Nodes in a 2-3-4 tree can contain multiple pieces of data, but the rules stay similar to a binary search tree; things to the right are bigger than things to the left. The nodes look like this:
In the above image, in the 2-node, the red subtree consists of data smaller than 5, and the purple data consists of data larger than 5. In the 3-node, red data is smaller than 3, blue is between 3 and 7, and purple is larger than 7. In the 4-node, red is smaller than 3, yellow is between 3 and 5, blue is between 5 and 7, and purple is larger than 7.
Adding to a 2-3-4 Tree
The algorithm for insertion is pretty simple. First, navigate to the appropriate leaf. Does the leaf have room for another datum? If yes, add it. In the following image, we add 24 (the squares are null pointers).
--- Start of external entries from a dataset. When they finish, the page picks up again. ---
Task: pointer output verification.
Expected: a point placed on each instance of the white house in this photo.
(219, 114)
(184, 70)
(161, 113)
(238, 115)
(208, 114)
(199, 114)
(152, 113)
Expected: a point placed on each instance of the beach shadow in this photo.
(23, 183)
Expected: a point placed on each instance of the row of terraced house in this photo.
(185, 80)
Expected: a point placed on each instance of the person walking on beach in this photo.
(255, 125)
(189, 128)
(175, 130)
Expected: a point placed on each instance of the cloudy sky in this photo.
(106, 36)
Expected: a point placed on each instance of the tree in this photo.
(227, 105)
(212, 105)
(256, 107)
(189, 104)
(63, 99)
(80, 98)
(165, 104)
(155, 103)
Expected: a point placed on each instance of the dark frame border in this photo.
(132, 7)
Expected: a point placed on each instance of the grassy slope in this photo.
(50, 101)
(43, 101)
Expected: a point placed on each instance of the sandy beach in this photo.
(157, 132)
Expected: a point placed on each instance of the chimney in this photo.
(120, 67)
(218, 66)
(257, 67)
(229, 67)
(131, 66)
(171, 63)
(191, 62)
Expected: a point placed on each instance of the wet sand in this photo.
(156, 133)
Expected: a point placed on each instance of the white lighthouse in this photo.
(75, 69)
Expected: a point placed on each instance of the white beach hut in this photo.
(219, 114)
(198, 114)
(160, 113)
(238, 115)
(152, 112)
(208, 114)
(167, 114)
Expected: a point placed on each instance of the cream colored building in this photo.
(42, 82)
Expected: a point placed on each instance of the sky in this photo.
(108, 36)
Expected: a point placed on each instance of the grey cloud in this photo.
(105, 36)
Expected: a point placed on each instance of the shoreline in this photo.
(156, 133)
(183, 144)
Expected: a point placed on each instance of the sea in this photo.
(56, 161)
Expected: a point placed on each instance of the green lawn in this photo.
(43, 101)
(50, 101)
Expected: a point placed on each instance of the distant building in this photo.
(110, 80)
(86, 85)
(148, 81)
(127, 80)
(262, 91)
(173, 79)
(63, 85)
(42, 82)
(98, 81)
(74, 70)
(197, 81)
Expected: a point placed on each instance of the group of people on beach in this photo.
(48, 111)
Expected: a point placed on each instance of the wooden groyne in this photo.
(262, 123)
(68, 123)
But what do we do if there isn't room? Promote one of the elements to the level above, and split the node:
What if we promote, but there's no room above? Promote from there:
So how long does an insert take? Well, in the best case, we go all the way down to a leaf, find that there is room, and add it. That's O(log n). In the worst case, we do that log(n) work, and discover there isn't room. So, we have to do a promotion. The maximum number of promotions we'll need to do is log(n). So, the big-O of an insert with a 2-3-4 tree is O(log n).
Implementation
So how do we implement this? Well... you don't. There's another balanced tree called a Red-Black Tree which is used for this (red-black trees are also well explained in your textbook). Every 2-3-4 tree has an associated Red-Black tree, and there are some easily implemented rules to cause the Red-Black tree to mimic the behavior of a 2-3-4 tree (in the linked-to Wikipedia article, check out the section called "Analogy to B-trees of order 4").
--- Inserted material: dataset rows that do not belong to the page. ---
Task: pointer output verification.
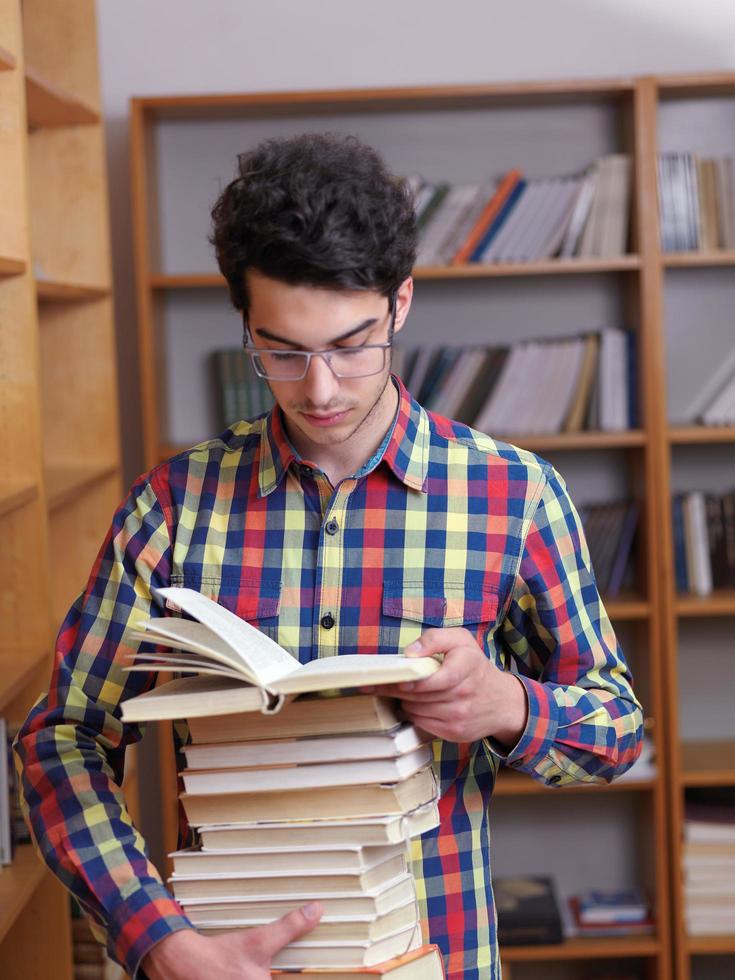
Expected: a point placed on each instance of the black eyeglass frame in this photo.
(255, 352)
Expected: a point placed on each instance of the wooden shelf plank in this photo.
(8, 60)
(64, 484)
(627, 607)
(15, 495)
(473, 270)
(584, 948)
(721, 602)
(48, 290)
(564, 441)
(708, 763)
(17, 667)
(684, 260)
(519, 784)
(298, 103)
(17, 884)
(711, 945)
(11, 267)
(701, 434)
(49, 105)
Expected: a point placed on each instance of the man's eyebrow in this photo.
(269, 335)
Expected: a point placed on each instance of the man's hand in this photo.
(468, 698)
(244, 954)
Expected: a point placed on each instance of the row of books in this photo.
(518, 219)
(529, 912)
(295, 800)
(531, 387)
(704, 541)
(709, 862)
(696, 202)
(610, 532)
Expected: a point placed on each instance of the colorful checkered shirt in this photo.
(446, 528)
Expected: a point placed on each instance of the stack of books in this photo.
(606, 912)
(316, 798)
(709, 863)
(577, 382)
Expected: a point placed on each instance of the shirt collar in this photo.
(406, 454)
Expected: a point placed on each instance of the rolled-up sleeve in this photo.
(71, 747)
(584, 721)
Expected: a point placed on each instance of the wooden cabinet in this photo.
(59, 427)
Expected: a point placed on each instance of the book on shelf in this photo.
(696, 202)
(610, 532)
(576, 382)
(218, 642)
(708, 861)
(527, 909)
(515, 219)
(703, 528)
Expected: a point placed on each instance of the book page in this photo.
(353, 670)
(191, 638)
(266, 660)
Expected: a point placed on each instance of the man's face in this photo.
(322, 410)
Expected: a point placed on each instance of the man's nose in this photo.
(320, 384)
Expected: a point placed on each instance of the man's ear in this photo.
(404, 296)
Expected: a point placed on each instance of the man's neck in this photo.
(340, 461)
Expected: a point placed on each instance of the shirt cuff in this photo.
(140, 920)
(531, 752)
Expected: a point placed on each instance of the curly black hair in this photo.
(317, 209)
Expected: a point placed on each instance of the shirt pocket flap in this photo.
(440, 605)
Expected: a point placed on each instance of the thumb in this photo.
(289, 928)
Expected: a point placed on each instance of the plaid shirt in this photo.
(445, 527)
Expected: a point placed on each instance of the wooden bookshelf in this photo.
(58, 398)
(720, 603)
(701, 434)
(708, 763)
(12, 267)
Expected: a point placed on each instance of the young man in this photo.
(348, 520)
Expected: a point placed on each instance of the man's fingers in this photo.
(276, 935)
(438, 640)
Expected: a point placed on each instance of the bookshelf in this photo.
(58, 405)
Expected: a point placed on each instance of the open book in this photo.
(221, 643)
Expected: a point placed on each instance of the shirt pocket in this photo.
(409, 608)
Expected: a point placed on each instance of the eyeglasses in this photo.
(344, 362)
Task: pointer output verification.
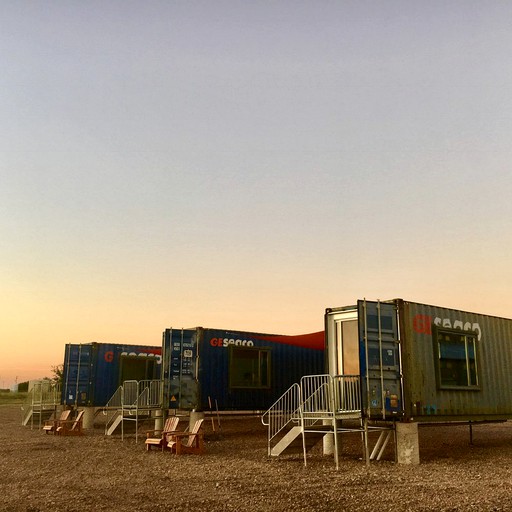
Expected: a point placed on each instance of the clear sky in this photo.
(244, 165)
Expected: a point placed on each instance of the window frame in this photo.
(442, 385)
(231, 370)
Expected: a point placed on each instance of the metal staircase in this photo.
(41, 403)
(308, 412)
(134, 401)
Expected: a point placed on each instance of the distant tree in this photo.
(58, 373)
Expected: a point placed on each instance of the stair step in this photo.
(291, 442)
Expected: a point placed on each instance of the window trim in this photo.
(436, 332)
(265, 350)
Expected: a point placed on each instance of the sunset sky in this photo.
(244, 165)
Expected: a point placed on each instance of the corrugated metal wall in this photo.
(423, 397)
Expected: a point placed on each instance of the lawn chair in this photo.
(187, 442)
(158, 437)
(71, 427)
(51, 425)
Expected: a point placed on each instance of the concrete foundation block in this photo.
(407, 443)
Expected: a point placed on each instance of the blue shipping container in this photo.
(235, 370)
(92, 372)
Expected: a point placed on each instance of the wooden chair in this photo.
(187, 442)
(71, 427)
(51, 425)
(158, 437)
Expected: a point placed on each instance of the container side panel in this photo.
(77, 387)
(426, 397)
(180, 369)
(92, 371)
(233, 366)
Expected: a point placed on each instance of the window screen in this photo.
(249, 367)
(457, 359)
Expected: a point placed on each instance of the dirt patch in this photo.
(40, 472)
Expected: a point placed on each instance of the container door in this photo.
(180, 369)
(342, 342)
(77, 389)
(379, 354)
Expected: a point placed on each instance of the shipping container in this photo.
(93, 371)
(423, 363)
(235, 370)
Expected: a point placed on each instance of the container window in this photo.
(249, 368)
(457, 359)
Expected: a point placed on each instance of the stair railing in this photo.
(112, 407)
(347, 393)
(281, 413)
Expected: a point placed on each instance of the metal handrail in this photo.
(282, 412)
(44, 395)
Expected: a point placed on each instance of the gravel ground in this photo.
(40, 472)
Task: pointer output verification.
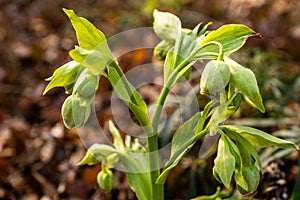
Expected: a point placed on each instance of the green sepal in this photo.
(73, 113)
(224, 162)
(64, 76)
(97, 153)
(105, 179)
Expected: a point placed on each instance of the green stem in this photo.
(152, 142)
(220, 46)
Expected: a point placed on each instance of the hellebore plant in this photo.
(223, 79)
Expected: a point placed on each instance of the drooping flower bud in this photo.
(105, 180)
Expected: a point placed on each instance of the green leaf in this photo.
(244, 80)
(89, 37)
(182, 141)
(180, 59)
(218, 116)
(166, 25)
(64, 75)
(259, 138)
(127, 93)
(231, 36)
(94, 60)
(224, 162)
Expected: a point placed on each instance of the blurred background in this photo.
(38, 155)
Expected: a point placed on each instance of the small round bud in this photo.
(105, 180)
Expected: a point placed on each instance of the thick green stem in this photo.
(152, 142)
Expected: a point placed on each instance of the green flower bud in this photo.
(252, 177)
(105, 180)
(74, 115)
(215, 77)
(88, 87)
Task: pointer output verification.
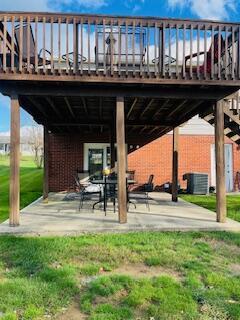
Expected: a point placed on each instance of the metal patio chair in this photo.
(32, 46)
(87, 190)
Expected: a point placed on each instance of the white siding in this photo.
(197, 126)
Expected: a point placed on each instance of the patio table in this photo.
(105, 182)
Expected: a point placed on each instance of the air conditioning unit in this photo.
(197, 183)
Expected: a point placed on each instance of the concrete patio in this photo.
(61, 217)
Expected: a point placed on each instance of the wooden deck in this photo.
(100, 77)
(67, 47)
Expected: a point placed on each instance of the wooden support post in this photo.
(14, 195)
(46, 166)
(220, 165)
(175, 165)
(121, 161)
(112, 147)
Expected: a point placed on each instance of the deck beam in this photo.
(175, 164)
(121, 161)
(220, 162)
(46, 166)
(14, 196)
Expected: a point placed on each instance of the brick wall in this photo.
(66, 155)
(194, 156)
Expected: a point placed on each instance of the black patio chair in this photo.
(109, 193)
(141, 192)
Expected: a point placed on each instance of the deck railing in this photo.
(78, 45)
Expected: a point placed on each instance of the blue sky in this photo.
(205, 9)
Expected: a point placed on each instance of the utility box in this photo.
(197, 183)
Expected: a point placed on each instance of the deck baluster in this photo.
(163, 50)
(28, 44)
(52, 39)
(233, 54)
(5, 44)
(44, 44)
(184, 51)
(59, 45)
(13, 45)
(212, 53)
(126, 45)
(36, 46)
(191, 51)
(177, 49)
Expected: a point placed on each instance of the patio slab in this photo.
(61, 217)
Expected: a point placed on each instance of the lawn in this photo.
(31, 184)
(167, 276)
(209, 202)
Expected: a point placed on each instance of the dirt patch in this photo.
(219, 245)
(72, 313)
(141, 270)
(235, 269)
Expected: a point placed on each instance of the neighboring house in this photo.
(25, 147)
(196, 154)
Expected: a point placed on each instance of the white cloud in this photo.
(93, 4)
(24, 130)
(24, 5)
(206, 9)
(49, 5)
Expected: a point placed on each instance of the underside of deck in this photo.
(90, 108)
The fact that 2-3-4 trees are difficult to implement in your particular language of choice in no way delegitimizes 2-3-4 trees as a data structure.
If you're implementing your own balanced tree, you might well choose to make it a Red-Black tree, as they're really, really easy to implement. However, you don't have to know anything about them for this course.
Comparison to AVL Tree
The tallest 2-3-4 tree is made entirely of 2-nodes, making it a complete binary tree. This should make it clear that it's of logarithmic height, comparable to AVL trees. But, which is better?
As is often the case, the answer is "it depends." 2-3-4 trees have balanced height, but can have extremely unbalanced weight. This makes inserts easier; there is less restructuring to do on your average insert. However, it also makes get() take longer, since your tree is taller. So: faster at insert(), slower at get().